You worked for several years as a paediatrician before moving to a company. What drew you to move to industry?
For me it was frustrating to see patients which could not access the best treatments available, only because they were not close enough to key hospitals. By moving to industry, I felt like my skills could impact a much bigger population and help patients all around the world to benefit from the breakthrough scientific ideas that we translate into products that could change their lives.
What would be your suggestion to young researchers who want to move to industry?
My first piece of advice would be to understand the differences between academia and industry. In academia, budgeting, project management and timelines are often underestimated. Understanding these requirements is pivotal when working in industry. Understanding requirements of regulatory agencies (FDA and EMA) is also equally important.
What would be your advice for future entrepreneurs and leaders?

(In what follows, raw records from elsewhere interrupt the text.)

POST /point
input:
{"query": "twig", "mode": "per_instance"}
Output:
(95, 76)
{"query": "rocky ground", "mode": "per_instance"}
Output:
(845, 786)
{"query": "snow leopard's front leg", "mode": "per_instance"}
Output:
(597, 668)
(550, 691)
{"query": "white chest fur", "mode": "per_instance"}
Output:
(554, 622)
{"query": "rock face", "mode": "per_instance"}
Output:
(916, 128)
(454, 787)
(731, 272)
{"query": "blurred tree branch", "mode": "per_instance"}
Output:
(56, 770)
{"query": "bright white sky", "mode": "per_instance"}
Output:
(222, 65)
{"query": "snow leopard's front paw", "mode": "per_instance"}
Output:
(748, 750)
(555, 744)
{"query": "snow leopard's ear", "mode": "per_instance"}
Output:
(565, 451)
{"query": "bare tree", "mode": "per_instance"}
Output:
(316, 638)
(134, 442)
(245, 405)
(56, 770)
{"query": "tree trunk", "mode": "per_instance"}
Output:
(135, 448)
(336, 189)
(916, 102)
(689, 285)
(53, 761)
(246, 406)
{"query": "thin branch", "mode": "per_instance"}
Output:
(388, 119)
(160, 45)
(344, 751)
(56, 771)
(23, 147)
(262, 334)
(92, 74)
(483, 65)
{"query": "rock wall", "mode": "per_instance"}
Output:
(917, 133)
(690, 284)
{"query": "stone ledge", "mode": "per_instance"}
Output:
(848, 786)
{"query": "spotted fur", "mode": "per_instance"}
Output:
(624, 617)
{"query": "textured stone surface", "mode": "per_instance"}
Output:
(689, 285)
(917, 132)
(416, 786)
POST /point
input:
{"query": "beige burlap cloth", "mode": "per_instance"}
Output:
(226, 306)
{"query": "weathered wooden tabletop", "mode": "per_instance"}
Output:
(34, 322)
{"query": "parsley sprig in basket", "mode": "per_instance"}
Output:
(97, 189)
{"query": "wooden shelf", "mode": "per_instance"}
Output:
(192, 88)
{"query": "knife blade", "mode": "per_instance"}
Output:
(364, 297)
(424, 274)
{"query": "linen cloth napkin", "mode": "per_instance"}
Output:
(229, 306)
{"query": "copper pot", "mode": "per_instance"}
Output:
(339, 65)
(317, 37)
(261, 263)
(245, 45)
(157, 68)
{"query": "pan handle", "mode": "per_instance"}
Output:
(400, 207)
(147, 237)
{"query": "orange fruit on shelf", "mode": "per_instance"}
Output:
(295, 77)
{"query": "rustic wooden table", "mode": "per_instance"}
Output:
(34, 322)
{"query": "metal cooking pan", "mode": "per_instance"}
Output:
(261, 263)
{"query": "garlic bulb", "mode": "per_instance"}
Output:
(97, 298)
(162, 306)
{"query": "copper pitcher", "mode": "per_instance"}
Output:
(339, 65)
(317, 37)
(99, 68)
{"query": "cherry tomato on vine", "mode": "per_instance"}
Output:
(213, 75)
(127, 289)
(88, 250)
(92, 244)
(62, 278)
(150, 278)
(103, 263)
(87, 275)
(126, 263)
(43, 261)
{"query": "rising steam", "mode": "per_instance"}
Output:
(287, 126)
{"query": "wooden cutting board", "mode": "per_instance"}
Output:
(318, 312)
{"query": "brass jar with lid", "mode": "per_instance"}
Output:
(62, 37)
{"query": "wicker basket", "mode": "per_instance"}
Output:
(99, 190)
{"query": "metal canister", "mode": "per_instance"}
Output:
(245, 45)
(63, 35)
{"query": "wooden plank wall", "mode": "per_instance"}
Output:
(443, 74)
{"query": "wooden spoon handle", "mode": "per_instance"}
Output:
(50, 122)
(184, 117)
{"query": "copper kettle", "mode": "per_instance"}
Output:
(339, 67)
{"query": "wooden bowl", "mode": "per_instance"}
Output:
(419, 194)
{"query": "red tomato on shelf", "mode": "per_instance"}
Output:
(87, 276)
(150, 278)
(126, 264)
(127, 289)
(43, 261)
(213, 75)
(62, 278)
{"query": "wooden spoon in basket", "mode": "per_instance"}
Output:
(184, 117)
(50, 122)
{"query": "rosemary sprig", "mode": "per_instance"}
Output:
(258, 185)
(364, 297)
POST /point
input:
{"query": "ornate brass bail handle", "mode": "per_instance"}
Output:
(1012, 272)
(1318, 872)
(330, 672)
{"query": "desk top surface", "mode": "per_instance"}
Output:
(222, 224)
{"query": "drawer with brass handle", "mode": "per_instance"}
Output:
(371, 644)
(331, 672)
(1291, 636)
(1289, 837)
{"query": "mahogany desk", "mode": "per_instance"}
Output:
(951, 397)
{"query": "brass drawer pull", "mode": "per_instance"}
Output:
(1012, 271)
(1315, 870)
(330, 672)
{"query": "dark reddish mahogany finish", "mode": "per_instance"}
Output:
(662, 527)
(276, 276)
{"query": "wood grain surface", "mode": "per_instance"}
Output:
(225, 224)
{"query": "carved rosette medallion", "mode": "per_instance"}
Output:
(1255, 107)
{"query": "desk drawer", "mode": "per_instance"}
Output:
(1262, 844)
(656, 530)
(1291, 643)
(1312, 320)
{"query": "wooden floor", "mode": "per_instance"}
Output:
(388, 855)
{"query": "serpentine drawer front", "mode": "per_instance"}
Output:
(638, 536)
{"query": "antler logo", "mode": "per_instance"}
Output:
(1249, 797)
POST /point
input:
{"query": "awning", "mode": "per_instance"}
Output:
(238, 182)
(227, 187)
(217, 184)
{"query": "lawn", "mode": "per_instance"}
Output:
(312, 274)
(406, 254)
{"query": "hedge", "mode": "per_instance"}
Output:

To be an entrepreneur requires many skills, just having an idea – even a good one – is not enough. First of all, a leader has to be prepared and understand project management and regulations. But being a leader is not only this. A good leader must be able to navigate different disciplines; a combination of various skills is required: retaining talent, inspiring people and helping them to work on their strengths and manage their weaknesses individually and as a team, absorbing and buffering insecurities within your team, being resilient and driving the team to achieve set goals. Moreover, a leader has to adapt to the different stages of the company, as it grows bigger, changes over time and becomes more complex. Adaptability, focus, resilience, team work and energy are key to success.